Feng drained the pineapple and took out a saucepan, turning on the burner ever so carefully not to burn the towel in her hand she was using to wipe away her sweat and tears. After adding about a cup of dark brown sugar to the pineapple and stirring in well, Feng collapsed onto the floor, burying her head into her chest. The pineapple mixture bubbled away, but all Feng could focus on was her grandmother. Would she even eat these tarts she was working so hard on? What if no one liked them because it wasn’t her recipe?
She should have tried harder to get baking tips from Lao Lao, Feng decided. All she knew was to put vanilla and lots of butter into the crust, and even that was just common knowledge among most Taiwanese families. She should have gotten more information out of Lao Lao, not been distracted by her emotions. Now New Years would be ruined by mediocre pastries.

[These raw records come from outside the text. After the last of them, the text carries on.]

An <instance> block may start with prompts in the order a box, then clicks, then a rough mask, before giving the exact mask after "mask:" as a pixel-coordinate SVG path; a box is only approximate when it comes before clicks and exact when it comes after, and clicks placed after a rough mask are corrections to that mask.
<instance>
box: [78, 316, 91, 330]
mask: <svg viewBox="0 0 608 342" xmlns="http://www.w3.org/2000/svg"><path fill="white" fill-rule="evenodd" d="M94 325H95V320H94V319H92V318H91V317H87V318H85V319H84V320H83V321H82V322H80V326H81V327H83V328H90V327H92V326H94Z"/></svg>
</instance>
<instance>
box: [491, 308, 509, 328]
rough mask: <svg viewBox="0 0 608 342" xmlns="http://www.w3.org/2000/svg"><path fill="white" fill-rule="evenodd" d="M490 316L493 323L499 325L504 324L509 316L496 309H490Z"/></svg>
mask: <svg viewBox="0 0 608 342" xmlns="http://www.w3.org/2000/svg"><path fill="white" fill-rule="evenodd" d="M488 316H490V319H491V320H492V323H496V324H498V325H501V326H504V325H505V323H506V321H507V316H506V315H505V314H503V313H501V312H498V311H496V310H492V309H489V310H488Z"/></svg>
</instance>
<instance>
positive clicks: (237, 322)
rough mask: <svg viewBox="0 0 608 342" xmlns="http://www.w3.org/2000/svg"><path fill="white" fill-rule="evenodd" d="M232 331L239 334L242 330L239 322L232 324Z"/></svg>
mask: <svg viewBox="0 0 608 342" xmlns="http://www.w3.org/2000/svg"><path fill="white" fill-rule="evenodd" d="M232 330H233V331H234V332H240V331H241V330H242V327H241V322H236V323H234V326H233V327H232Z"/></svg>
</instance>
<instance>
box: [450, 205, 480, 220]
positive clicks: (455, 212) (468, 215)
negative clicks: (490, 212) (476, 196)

Smoke started to rise out of the pan. Feng quickly turned off the heat and gave the filling one final stir, before deeming it ready. After taking the mixture off the burner to cool, she got the wrapped dough out of the fridge and started to roll it out.
It smelled nice, like vanilla and butter.
Vanilla, butter, and her own salty tears.
Feng began stuffing the filling into little balls of the dough, then pressing them out of rectangle shaped molds. Finally, everything was ready to go into the oven.
The door swung open. “Feng!” her mother called out. “I’m home! Are the tarts ready!”
“They’re baking,” Feng said, her tone dipping down. “About five minutes longer.”
Feng’s mother walked into the kitchen, sighing heavily. “Feng, you’ve made a mess, honey.”
Feng nodded, then burst into tears, grabbing her mother by the waist and pulling her into a tight hug. The woman sighed again, wrapping her arms around her daughter.
“Feng, is everything alright?” she said, her own voice lowering significantly. “Was it Lao Lao?”
Feng nodded. “Mama, you keep saying everything will get better,” she started, a tear rolling down her cheek. “But it never does. She just gets worse.”
Her mother gave a knowing look. “Honey, dementia isn’t going to go away overnight. It takes time.” She paused here, to squeeze her daughter tighter against her. “Time and patience.”
Feng nodded and let go, opening the oven. “I think they’re done.”
Her mother smiled, grabbing her daughter’s hand as she picked up a tart with the towel laid out across the counter. “Honey, these are delicious,” she said, with a bright grin. “Let’s go take one up to Lao Lao, alright?”
Feng nodded again, picking up another tart and slowly biting into it. It wasn’t exactly like Lao Lao’s, but it wasn’t bad, either. A little sweeter. Less tangy.
It was her own.
As Feng walked upstairs holding her mother’s hand and a tart in the other, she suddenly realized something.
Ling. Jing. Xinyi. All meant spirit in Chinese.
Her grandmother might not have remembered her name, but she knew her spirit. She knew the whisper of her heart, even if she didn’t have all of her memories in the right places.
Feng gripped her mother’s hand tighter, as she slowly opened the door to Lao Lao’s room.